One of the keys to America’s growth from 1776 to becoming the world’s strongest, most robust and innovative economy within a little more than 100 years is that our Constitution placed importance on both traditional land property rights and intellectual property rights.
Early in America’s history, land-oriented property rights caused our vast nation to be developed productively and efficiently. That fueled economic growth and helped “ordinary” Americas provide for themselves and accumulate some measure of wealth.
But as ideas, inventions and innovation became the primary engine to drive the economy, our nation’s focus on protecting intellectual property helped “ordinary” Americans not only provide for themselves, but also created a vibrant economy where “ordinary” Americans could aspire to and achieve the American dream.
Our Nation’s Founders were wise to include protecting intellectual property rights as one of Congress’ enumerated powers. And the First Congress was wise to create a system for copyright, patents, and the protection of intellectual property rights. That laid the groundwork for America to become the world’s greatest economic power.
The United States has been a leader in innovation since the early 19th century. This is because as a nation, we have respected intellectual property rights and thus incentivized and encouraged innovation. When there is economic and regulatory freedom and when property rights are respected, private enterprise will invest billions of dollars to innovate and create new technologies to solve real-world problems and provide valuable goods and services to the public.
But even something clearly good, useful, and productive can be misused and distorted and become a negative. Such is the case in the intellectual property rights arena. For example, the U.S. Patent and Trademark Office — combined with judicial activism — has created an untenable situation where design patents have morphed into a situation that does more to prevent innovation and stop competition than to protect or encourage real innovation.
Design patents have historically covered the design of an entire patented product. But now, unelected bureaucrats and some unelected judges have changed the concept of a design patent to mean that individualized parts of the larger patented product are also covered. One area where this causes consumers real problems and imposes real costs is with automobiles.
The morphing of the actual meaning of a design patent has allowed automobile design patents to mean that even parts like headlights, taillights, fenders and bumpers are covered by the patent. This means that consumers cannot buy alternative or competing parts. That means repairs cost more and consumers have fewer choices.

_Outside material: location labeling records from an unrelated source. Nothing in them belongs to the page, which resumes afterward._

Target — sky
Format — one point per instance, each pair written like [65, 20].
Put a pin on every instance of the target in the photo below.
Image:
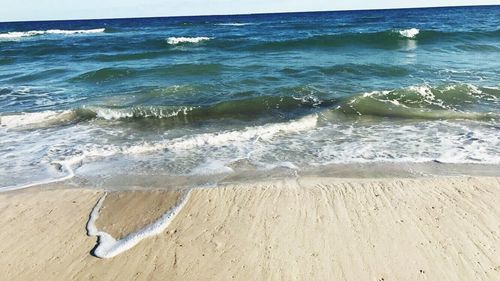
[24, 10]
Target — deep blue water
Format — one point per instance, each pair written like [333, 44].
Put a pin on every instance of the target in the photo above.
[201, 95]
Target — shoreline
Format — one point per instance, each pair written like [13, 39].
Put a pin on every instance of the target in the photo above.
[436, 228]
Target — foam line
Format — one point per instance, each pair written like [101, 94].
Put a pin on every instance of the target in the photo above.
[108, 247]
[65, 166]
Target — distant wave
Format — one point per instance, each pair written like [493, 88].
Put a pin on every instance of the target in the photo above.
[21, 34]
[180, 40]
[409, 33]
[389, 39]
[233, 24]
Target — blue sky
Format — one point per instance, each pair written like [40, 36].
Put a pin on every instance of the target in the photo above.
[12, 10]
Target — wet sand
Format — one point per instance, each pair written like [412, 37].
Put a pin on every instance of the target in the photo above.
[310, 228]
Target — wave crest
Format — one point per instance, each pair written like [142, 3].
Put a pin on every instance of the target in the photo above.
[409, 33]
[180, 40]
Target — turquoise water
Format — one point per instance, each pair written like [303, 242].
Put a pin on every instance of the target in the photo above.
[216, 95]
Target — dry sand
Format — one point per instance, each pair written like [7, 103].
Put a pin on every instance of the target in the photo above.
[442, 228]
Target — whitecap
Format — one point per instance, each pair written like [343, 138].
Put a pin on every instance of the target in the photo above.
[179, 40]
[409, 33]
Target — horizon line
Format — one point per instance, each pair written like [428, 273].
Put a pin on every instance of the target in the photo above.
[253, 14]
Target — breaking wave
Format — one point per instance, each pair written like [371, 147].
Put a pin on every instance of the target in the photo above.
[180, 40]
[416, 102]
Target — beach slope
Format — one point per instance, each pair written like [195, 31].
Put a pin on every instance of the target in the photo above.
[437, 228]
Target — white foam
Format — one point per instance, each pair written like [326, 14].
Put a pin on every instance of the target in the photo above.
[26, 119]
[179, 40]
[21, 34]
[212, 167]
[108, 247]
[409, 33]
[115, 114]
[70, 174]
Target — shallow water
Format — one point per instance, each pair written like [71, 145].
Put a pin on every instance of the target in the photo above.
[205, 96]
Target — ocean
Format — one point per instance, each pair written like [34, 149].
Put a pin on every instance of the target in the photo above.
[193, 100]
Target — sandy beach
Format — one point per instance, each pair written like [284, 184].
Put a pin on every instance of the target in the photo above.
[435, 228]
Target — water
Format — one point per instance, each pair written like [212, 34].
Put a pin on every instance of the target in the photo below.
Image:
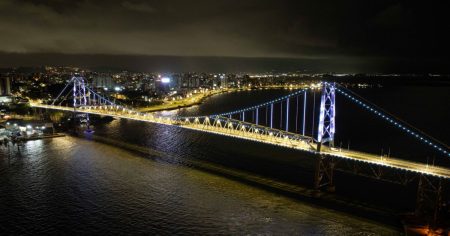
[73, 185]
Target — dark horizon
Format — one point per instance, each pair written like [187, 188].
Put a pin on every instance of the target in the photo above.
[158, 63]
[323, 36]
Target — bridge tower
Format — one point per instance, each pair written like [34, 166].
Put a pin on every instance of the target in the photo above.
[326, 128]
[79, 98]
[325, 134]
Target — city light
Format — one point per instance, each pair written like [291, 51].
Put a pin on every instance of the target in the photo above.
[165, 80]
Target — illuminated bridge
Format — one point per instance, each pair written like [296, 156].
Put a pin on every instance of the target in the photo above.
[281, 122]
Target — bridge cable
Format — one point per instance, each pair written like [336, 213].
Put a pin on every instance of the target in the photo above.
[350, 94]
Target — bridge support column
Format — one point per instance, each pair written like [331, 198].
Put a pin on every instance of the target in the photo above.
[429, 198]
[323, 177]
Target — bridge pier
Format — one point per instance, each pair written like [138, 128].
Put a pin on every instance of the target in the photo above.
[323, 177]
[430, 201]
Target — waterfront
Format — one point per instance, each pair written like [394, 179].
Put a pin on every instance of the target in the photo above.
[92, 187]
[69, 185]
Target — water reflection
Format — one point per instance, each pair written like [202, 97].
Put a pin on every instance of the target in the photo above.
[75, 186]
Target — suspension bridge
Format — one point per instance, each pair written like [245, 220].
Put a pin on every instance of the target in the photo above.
[281, 122]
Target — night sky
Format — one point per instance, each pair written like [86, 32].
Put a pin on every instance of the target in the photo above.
[227, 35]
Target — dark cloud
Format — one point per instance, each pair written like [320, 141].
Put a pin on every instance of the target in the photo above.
[303, 29]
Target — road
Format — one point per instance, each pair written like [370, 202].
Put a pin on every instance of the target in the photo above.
[268, 138]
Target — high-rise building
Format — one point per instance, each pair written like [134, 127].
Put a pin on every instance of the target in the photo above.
[5, 86]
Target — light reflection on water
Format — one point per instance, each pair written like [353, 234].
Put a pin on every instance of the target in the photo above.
[73, 185]
[70, 185]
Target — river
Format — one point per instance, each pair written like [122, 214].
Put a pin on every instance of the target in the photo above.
[168, 180]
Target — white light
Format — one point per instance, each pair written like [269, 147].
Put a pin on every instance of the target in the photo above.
[165, 80]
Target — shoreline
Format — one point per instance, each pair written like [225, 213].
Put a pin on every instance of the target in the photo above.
[168, 107]
[331, 201]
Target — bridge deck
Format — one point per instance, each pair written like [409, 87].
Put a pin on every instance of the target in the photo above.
[270, 139]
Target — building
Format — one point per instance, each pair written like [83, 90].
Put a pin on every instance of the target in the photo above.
[5, 86]
[105, 82]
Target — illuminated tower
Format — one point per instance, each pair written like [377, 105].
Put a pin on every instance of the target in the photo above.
[327, 115]
[5, 86]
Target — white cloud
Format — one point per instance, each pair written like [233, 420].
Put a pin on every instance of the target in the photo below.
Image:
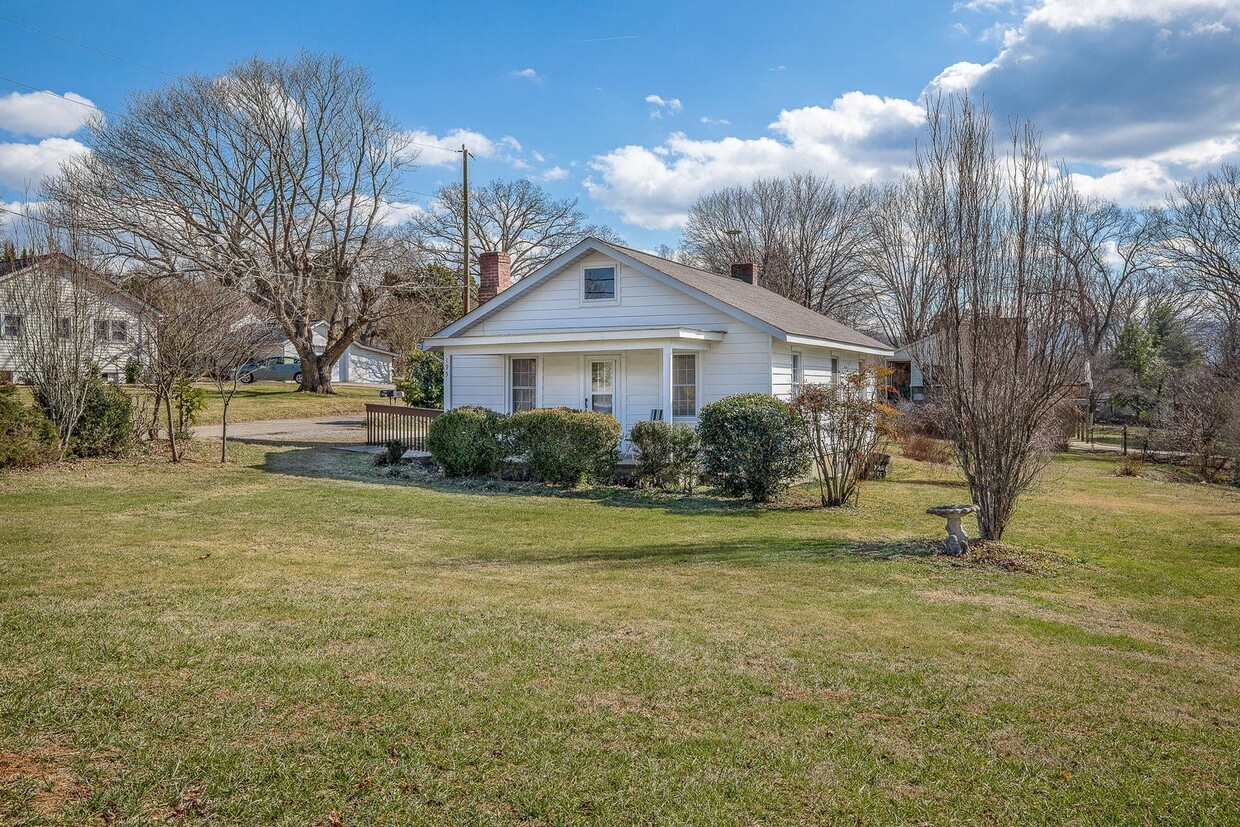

This problem was highlighted by the Consumer Federation of America’s Jack Gillis who testified before Congress:
“[C]ar companies are now using design patents, not for the important and legitimate protection of the overall design of their vehicles, but to prevent competition when it comes to getting the parts we need to repair our vehicles.”
Our patent system has traditionally served America well. In fact, it has served the entire world well. It fueled tremendous innovation and creativity and it provided tremendous competition which provided Americans with jobs, economic security, helpful products and medicines.
But the world has also benefited. The medical cures that were innovated in America under our system of intellectual property rights now cure diseases all over the globe.
But when unelected bureaucrats distort the law and the system and unelected judges stop adjudicating the law, but instead undertake to rewrite it, America’s system of constitutional government is subverted. Congress has the sole power to create our patent laws.
The Patent and Trademark Office has the power to implement those laws, but not to rewrite them. And judges have the power to apply the law and facts to disputes and to adjudicate them. But judges do not have the power to rewrite laws and essentially act as a super-Congress.
When the Patent and Trademark Office and judges act outside their authority, it is the American consumer who suffers. But those who have the resources to lobby bureaucrats and to fund endless litigation stand to benefit when our laws are bent and morphed to benefit them.
If your car needs a repair or if the hard drive on your computer needs to be replaced, the question is: Should the government be working to make it so that you cannot get the part you need except from one source? Being forced into one option means that option will be more costly and over time the quality will decline.
Competition forces all competitors to offer as much as they reasonably can for the best possible price. A lack of competition means that a single-source provider can provide whatever quality it likes and charge whatever it can get away with.
Unless Congress does something to stop the abuse of design patents and prevent partial-product or fragmented design patents from essentially eliminating aftermarket parts, consumers will face a shrinking set of options and costs will rise and even insurance premiums will rise. Congress needs to exercise its constitutional power to fix our patent laws.